ERMINIO DE BIASE RISPONDE A MASSIMO FELICE ABBATE
Mio caro amico, come quella domenica mattina dello scorso gennaio, ascoltavo in silenzio, a bocca aperta, le tue dotte annotazioni sulle mura greche davanti alle quali sostavamo, così ora, dopo aver letto le tue… “riflessioni”, resto altrettanto a bocca aperta, ma, sicuramente, non in silenzio.
Ti elenco, quindi, sintetizzando punto per punto, le mie controdeduzioni, lasciando a te il compito di collocarle nei vari punti del tuo scritto. Buona lettura!
- Quel sistema di suoni articolati distintivi e significanti, di parole e locuzioni e di forme grammaticali… era già usato nella comunità italica da molti secoli prima del 1861, Regno delle Due Sicilie compreso.
- …”chella busciarda ca ‘nce hanno ‘mparato ‘int’ê libbre ‘e scola!”
- Il termine “dialetto” non è affatto dispregiativo, denigratorio, anzi! Esso ha una sua forte ed indiscutibile personalità, in quanto denota e sottolinea differenze e analogie con la lingua madre – pronuncia in primis – che permettono una immediata identificazione dell’ambito geografico a cui appartiene chi lo parla.
- La scuola, purtroppo (o fortunatamente) deve uniformare la comunicazione ai suoi utenti. Ciò appariva molto più necessario di oggi molti anni fa, quando gli istituti di istruzione secondaria erano concentrati nei centri urbani, dove si riversavano ragazzi di varie zone della provincia con parlate del tutto diverse anche in paesi limitrofi.

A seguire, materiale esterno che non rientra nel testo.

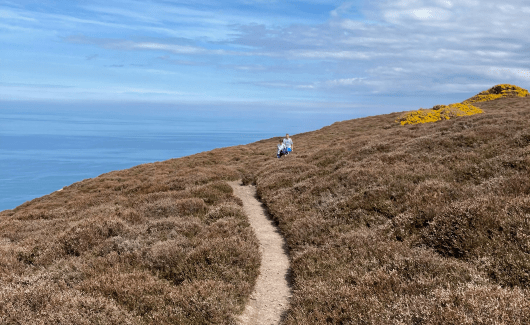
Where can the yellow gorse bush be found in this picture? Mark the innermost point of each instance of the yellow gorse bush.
(499, 91)
(446, 112)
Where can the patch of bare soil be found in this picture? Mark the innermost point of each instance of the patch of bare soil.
(271, 296)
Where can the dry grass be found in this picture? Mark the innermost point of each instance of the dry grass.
(422, 224)
(385, 224)
(162, 243)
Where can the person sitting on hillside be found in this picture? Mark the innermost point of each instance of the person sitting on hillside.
(288, 142)
(282, 149)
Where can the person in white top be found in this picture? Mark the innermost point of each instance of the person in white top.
(288, 142)
(281, 149)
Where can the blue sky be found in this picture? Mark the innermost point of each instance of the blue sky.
(380, 56)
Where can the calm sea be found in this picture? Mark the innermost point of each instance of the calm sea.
(44, 146)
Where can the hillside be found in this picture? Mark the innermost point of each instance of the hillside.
(385, 224)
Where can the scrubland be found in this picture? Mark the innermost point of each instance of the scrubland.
(161, 243)
(385, 224)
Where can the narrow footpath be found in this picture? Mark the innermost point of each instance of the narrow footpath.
(270, 298)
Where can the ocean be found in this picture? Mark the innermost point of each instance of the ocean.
(46, 146)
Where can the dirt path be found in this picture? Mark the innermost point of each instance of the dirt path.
(270, 297)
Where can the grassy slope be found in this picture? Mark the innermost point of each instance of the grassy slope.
(386, 224)
(424, 224)
(162, 243)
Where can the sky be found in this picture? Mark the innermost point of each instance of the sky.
(376, 56)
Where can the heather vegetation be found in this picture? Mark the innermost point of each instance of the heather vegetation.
(446, 112)
(385, 224)
(162, 243)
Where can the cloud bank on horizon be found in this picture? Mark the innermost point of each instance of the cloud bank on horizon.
(307, 51)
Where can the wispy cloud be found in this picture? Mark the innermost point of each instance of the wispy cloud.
(272, 48)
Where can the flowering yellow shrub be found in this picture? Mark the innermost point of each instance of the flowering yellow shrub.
(438, 113)
(445, 112)
(499, 91)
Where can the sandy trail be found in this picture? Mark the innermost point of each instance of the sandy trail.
(271, 296)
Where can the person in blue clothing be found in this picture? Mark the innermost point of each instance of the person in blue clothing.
(282, 149)
(288, 142)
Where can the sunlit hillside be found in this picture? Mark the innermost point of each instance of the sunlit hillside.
(385, 223)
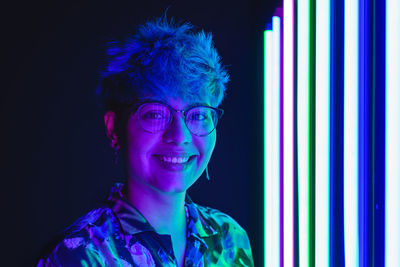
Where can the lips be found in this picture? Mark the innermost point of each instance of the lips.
(175, 159)
(175, 162)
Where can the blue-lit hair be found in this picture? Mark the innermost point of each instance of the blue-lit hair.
(163, 59)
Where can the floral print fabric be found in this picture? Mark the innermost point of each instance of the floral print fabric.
(116, 234)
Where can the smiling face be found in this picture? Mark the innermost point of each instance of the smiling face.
(169, 161)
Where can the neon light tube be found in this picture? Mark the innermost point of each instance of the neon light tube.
(392, 212)
(350, 183)
(288, 133)
(276, 59)
(303, 128)
(322, 117)
(272, 141)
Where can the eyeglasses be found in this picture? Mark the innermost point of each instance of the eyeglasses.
(200, 120)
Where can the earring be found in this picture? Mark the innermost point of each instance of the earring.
(207, 176)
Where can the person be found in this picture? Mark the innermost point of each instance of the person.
(160, 90)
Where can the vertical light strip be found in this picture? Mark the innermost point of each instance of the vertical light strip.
(303, 128)
(392, 212)
(276, 88)
(288, 134)
(350, 177)
(322, 123)
(272, 141)
(268, 152)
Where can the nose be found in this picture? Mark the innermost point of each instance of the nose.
(177, 132)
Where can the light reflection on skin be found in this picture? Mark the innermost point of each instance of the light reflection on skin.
(155, 188)
(144, 169)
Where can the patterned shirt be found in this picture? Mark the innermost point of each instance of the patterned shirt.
(117, 234)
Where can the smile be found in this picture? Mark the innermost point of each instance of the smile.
(174, 159)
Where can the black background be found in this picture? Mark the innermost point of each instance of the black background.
(56, 163)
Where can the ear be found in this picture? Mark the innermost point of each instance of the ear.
(109, 122)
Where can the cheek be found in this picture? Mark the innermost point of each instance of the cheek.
(206, 146)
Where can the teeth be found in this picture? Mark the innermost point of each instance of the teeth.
(174, 159)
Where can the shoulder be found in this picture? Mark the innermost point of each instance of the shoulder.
(220, 221)
(230, 243)
(80, 241)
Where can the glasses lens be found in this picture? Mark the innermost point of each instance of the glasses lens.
(154, 117)
(201, 121)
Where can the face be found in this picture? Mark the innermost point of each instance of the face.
(152, 159)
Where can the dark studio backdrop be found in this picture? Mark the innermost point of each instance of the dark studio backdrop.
(56, 162)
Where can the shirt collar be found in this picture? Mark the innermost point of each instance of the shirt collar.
(133, 222)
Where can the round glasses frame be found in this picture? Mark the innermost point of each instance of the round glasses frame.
(184, 112)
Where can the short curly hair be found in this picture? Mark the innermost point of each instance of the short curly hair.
(163, 59)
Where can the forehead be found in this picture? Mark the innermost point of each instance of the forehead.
(180, 103)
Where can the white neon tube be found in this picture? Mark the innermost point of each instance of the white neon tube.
(351, 236)
(303, 84)
(271, 150)
(288, 136)
(392, 212)
(322, 126)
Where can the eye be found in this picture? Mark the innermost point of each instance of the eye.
(198, 116)
(153, 115)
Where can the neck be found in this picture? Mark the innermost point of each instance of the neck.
(164, 211)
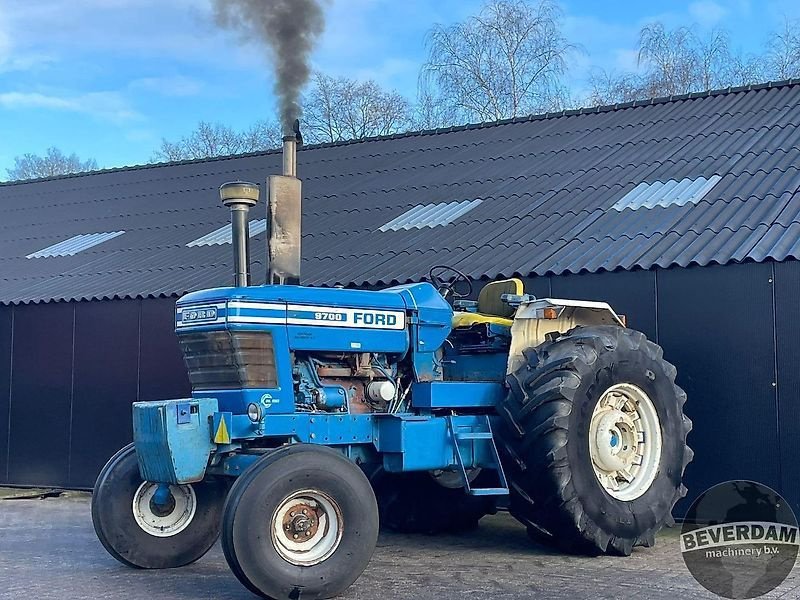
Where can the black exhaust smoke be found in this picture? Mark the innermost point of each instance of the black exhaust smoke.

- “Volgare”, all’epoca di Dante, non aveva affatto il significato che ha oggi, ma veniva così definito solo perché non era Latino.
- È più che giusto affermare che il Napoletano (‘o Napulitano) è il principale prodotto di esportazione e se, per esempio, in un ristorante di Singapore, un napoletano e un bresciano si esprimono nella loro parlata locale, è matematicamente sicuro che il primo mangerà ed il secondo resterà digiuno. Il Napoletano deve, però, la sua diffusione planetaria alla sua “duttilità” metrica (che io paragono alla plastilina) particolarmente melodico, adattissimo quindi per le canzoni e la poesia. Esso, però, nella prosa, non ha purtroppo la stessa coinvolgente ed avvolgente dinamicità e, quindi, resta al palo…
- Sehnsucht, in Tedesco, significa nostalgia, brama, desiderio struggente e non altro. Pecundrìa in Napoletano, invece, indica ipocondria, tristezza, malinconia (cfr. Antonio Altamura); depressione, addirittura (cfr. D’Ascoli).
- Arteteca viene da artrite, artritico.
- In quel testo, ‘o nnapulitano (!) non è la “caricatura del sanscrito”, è vero, è assai peggio.
- A proposito di espressioni in napolese e di idioma (ASSAI NOBILE!) dotato di precisissime regole fonetico/grammatico/sintattiche sue proprie: nella lingua napoletana non esistono le preposizioni articolate per cui, scusa se mi permetto, è estremamente inesatto dire: un corso di ‘o nnapulitano…
- Vale sempre la pena di incontrarsi e di discutere di Napoletano e/o di altro, magari davanti ad una appetitosa pizza fumante, ma non credere che una lingua si possa creare a tavolino…
Cordialmente
Erminio de Biase
Saluti e salute, amico mio, ottima l’idea del pariamiento con la pizza, magari sabato prossimo con Claudio a Isola del Liri dopo la Santa Messa!